Long--and the entire corpus of Catholic patrimony--demands a synthesis between human nature and supernatural grace that respects them both:
[A] synthesis wherein the natural mode of participation of the eternal law is transcended by the nobler participation of the eternal law in supernatural grace. That the teloi*** of these participations are distinct, are materially but not formally the same--God as principle of created nature as opposed to God revealed in Himself (for there is infinitely more in God than merely being "principle of created nature," just as there is more in Einstein than being "man wearing a raincoat"****)--is essential to the integrity of St. Thomas's teaching.

Likewise, that the natural desire for God represents an obediential potency whereby the active agency of God may elevate man to achieve distinctive supernatural friendship indicates that the lower participation of the eternal law is presuppposed to the higher.
Long, 25.

This is all of great significance to the relationship between the natural law and grace. The natural law is a participation in the eternal law. Likewise, the life of grace is a participation in the eternal law. The natural law is transcended through grace, but in no wise is it transmuted, suppressed, abrogated. There is, and there never can be, any contradiction between life according to the natural law and life according to grace because they are both participations in the one and the same eternal law. There is, and there never can be, opposition between Law and between Grace.

Henri de Lubac, however, threw a wrench in the works. And one of the ways this occurred was through his thought regarding the concept of obediential potency, which is a subject we will address in our next posting.

*The term is used by St.
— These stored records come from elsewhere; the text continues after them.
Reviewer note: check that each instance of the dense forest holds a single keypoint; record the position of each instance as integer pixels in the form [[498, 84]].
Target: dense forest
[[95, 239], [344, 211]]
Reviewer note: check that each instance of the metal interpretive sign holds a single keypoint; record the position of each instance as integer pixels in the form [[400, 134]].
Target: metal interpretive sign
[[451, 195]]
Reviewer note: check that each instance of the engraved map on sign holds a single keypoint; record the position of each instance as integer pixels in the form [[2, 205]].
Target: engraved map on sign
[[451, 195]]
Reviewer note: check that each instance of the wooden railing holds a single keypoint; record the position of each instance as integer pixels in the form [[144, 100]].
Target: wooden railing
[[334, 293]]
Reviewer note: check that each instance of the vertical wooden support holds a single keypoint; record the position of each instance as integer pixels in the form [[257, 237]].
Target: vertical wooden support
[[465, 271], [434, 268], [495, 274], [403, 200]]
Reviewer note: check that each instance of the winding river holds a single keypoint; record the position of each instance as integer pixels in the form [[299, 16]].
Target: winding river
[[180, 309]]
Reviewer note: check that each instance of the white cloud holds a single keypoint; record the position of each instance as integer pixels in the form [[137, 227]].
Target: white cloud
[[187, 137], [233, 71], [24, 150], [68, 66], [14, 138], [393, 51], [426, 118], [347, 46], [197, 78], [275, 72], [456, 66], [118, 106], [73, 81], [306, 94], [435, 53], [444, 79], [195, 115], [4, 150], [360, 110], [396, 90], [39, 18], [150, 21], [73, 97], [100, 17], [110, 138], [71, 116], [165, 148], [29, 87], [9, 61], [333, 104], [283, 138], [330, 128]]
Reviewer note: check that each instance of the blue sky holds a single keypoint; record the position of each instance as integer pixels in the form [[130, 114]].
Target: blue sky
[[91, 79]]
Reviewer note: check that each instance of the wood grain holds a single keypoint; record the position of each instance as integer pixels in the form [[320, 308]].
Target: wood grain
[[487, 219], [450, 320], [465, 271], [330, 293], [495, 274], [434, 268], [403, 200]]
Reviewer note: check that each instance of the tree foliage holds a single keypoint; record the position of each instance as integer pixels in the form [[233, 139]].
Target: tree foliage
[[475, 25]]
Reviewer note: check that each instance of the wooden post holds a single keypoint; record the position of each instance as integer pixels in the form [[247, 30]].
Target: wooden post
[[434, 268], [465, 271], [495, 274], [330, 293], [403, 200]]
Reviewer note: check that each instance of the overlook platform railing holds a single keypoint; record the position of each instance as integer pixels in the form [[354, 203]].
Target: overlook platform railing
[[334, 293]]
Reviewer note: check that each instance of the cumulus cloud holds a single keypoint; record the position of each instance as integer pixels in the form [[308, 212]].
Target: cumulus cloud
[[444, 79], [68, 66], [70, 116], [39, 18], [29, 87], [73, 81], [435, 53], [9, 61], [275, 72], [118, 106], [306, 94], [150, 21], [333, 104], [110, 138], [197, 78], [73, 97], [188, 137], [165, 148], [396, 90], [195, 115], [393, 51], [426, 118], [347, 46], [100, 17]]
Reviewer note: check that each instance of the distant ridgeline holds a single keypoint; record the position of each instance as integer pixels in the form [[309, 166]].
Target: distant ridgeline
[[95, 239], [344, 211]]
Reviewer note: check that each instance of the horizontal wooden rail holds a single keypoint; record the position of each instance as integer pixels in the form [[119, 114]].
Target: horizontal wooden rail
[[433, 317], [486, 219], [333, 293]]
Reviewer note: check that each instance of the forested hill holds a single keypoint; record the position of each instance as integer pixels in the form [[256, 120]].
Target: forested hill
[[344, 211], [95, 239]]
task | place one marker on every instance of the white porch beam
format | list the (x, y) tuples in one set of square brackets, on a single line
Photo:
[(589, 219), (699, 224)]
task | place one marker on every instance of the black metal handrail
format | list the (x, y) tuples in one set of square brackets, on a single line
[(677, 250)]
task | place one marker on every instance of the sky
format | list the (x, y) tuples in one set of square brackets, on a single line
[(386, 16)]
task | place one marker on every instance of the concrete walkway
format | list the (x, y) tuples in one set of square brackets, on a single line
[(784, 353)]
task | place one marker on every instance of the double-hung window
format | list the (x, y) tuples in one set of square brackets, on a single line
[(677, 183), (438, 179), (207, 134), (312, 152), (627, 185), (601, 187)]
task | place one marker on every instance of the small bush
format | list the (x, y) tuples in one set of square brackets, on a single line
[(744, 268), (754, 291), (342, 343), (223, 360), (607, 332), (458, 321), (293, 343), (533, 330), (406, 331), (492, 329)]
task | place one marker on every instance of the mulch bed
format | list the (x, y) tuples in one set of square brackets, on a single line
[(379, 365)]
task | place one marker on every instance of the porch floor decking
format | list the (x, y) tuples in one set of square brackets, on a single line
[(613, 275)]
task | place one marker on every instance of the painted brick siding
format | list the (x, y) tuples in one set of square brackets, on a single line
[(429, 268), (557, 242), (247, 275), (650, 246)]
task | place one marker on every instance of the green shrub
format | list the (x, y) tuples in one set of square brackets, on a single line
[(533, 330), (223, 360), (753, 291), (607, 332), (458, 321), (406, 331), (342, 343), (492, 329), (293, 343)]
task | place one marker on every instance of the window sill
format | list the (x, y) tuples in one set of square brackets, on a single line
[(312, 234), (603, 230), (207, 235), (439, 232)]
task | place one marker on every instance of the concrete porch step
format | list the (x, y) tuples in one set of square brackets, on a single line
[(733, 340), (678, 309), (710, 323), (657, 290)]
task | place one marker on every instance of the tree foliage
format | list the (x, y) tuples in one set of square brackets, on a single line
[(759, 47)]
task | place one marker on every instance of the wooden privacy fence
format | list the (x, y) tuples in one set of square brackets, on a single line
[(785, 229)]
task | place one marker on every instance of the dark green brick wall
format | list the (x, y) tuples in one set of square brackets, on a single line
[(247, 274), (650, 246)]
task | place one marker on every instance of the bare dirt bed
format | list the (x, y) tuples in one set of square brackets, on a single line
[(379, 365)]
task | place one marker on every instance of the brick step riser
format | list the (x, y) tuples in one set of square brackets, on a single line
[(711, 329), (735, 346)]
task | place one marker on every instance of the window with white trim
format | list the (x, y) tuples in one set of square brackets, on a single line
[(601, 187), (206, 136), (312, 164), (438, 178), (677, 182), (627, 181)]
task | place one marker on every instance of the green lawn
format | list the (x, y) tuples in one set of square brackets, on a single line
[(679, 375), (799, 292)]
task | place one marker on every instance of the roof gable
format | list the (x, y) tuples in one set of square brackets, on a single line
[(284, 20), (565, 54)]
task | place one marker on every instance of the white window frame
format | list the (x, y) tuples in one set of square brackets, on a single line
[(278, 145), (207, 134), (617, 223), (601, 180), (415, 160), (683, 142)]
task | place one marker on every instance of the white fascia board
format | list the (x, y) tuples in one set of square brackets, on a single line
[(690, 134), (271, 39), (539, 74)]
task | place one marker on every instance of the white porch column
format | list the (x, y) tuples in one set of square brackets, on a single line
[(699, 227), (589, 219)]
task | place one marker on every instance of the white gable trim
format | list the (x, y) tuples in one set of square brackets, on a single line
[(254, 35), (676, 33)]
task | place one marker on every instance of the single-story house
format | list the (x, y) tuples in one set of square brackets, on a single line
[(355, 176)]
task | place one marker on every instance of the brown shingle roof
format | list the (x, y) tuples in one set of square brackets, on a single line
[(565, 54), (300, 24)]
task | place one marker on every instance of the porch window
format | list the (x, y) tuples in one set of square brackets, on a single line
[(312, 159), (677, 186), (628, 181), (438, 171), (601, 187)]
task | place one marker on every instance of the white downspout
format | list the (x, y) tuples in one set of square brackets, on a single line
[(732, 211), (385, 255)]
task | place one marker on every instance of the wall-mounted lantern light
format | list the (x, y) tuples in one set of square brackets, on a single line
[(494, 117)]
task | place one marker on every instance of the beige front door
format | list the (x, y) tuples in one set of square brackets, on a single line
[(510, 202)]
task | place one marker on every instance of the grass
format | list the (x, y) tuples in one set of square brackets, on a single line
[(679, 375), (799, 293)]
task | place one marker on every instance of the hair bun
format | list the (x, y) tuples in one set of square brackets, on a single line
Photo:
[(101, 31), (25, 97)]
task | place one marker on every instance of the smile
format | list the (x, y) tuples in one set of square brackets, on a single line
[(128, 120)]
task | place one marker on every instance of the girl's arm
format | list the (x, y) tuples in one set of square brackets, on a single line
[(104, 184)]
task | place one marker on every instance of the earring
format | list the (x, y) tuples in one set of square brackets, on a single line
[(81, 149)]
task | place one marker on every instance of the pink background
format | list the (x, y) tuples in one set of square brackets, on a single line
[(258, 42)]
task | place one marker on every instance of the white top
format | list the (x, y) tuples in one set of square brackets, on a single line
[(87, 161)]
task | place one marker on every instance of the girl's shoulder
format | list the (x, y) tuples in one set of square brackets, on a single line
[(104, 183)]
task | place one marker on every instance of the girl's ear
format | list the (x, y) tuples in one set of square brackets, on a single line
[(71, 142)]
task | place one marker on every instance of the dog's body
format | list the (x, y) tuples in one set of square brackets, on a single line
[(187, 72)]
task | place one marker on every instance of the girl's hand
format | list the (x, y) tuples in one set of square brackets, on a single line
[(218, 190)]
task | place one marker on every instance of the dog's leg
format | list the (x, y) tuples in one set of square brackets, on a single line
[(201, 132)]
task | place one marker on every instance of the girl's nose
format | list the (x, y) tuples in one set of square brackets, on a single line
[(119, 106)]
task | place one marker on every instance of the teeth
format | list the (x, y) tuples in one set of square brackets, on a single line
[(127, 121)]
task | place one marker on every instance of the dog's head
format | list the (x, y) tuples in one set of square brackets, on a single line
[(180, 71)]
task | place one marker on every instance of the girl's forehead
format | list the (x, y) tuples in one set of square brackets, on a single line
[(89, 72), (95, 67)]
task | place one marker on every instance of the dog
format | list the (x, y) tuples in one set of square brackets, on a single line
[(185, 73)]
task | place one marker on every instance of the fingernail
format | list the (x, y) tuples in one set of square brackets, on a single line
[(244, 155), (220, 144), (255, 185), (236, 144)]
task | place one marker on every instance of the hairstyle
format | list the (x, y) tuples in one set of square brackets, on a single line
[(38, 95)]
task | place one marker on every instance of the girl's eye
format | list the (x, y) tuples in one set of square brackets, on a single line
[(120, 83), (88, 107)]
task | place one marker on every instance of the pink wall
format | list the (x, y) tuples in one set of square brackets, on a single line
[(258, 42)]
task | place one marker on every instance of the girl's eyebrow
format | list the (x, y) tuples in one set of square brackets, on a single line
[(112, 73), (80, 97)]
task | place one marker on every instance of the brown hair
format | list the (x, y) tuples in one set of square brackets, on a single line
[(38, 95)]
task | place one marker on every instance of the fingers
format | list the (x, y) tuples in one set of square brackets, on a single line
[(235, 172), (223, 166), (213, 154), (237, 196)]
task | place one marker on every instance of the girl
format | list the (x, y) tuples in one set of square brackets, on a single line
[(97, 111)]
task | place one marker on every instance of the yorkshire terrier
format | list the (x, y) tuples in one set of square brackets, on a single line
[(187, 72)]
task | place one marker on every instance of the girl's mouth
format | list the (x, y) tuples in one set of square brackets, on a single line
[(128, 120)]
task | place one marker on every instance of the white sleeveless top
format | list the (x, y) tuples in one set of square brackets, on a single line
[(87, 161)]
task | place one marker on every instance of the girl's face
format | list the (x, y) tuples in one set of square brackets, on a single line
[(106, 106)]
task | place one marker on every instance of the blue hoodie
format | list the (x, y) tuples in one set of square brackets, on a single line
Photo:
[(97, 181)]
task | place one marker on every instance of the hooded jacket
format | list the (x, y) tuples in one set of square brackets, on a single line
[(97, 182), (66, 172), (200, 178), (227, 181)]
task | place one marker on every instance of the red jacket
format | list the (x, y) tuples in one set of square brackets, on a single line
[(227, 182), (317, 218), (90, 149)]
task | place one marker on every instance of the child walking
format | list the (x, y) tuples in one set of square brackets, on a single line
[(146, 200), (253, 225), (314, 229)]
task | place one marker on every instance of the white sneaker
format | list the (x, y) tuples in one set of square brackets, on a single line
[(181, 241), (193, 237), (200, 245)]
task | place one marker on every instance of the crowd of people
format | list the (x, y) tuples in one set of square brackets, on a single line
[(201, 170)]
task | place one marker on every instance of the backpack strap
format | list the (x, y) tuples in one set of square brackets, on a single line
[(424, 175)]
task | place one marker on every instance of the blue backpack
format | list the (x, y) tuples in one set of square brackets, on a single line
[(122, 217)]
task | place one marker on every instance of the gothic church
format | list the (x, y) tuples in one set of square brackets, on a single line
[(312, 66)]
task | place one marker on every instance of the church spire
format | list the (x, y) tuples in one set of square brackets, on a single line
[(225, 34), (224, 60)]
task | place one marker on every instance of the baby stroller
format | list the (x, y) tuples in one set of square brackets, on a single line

Thomas Aquinas, among other places, in De virtutibus, q. 1, a. 10, ad 13 (in tota creatura est quaedam obedientialis potentia, prout tota creatura obedit Deo ad suscipiendum in se quidquid Deus voluerit) [in every creature there is an obediential potency, insofar as every creature obeys God in receiving whatever God wills] and in the Summa Theologiae, III, q. 11 a. 1, co. (Est autem considerandum quod in anima humana, sicut in qualibet creatura, consideratur duplex potentia passiva, una quidem per comparationem ad agens naturale; alia vero per comparationem ad agens primum, qui potest quamlibet creaturam reducere in actum aliquem altiorem, in quem non reducitur per agens naturale; et haec consuevit vocari potentia obedientiae in creatura.) [Now it must be borne in mind that in the human soul, as in every creature, there is a double passive power: one in comparison with a natural agent; the other in comparison with the first agent, which can reduce any creature to a higher act than a natural agent can reduce it, and this is usually called the obediential power of a creature.]
**As Long argues by the analogy of faith (analogia fidei), human nature has to have some natural significance outside of the supernatural, or the whole construct of the council of Nicea with respect to Christ's human nature is senseless. Long, 22.
***Plural of the Greek word telos, meaning "end" or "purpose" or "goal."

****For the meaning of this image (Einstein in raincoat/man in raincoat), see our prior posting on this subject, Natura Pura: St. Thomas in Nutshell, Part 1.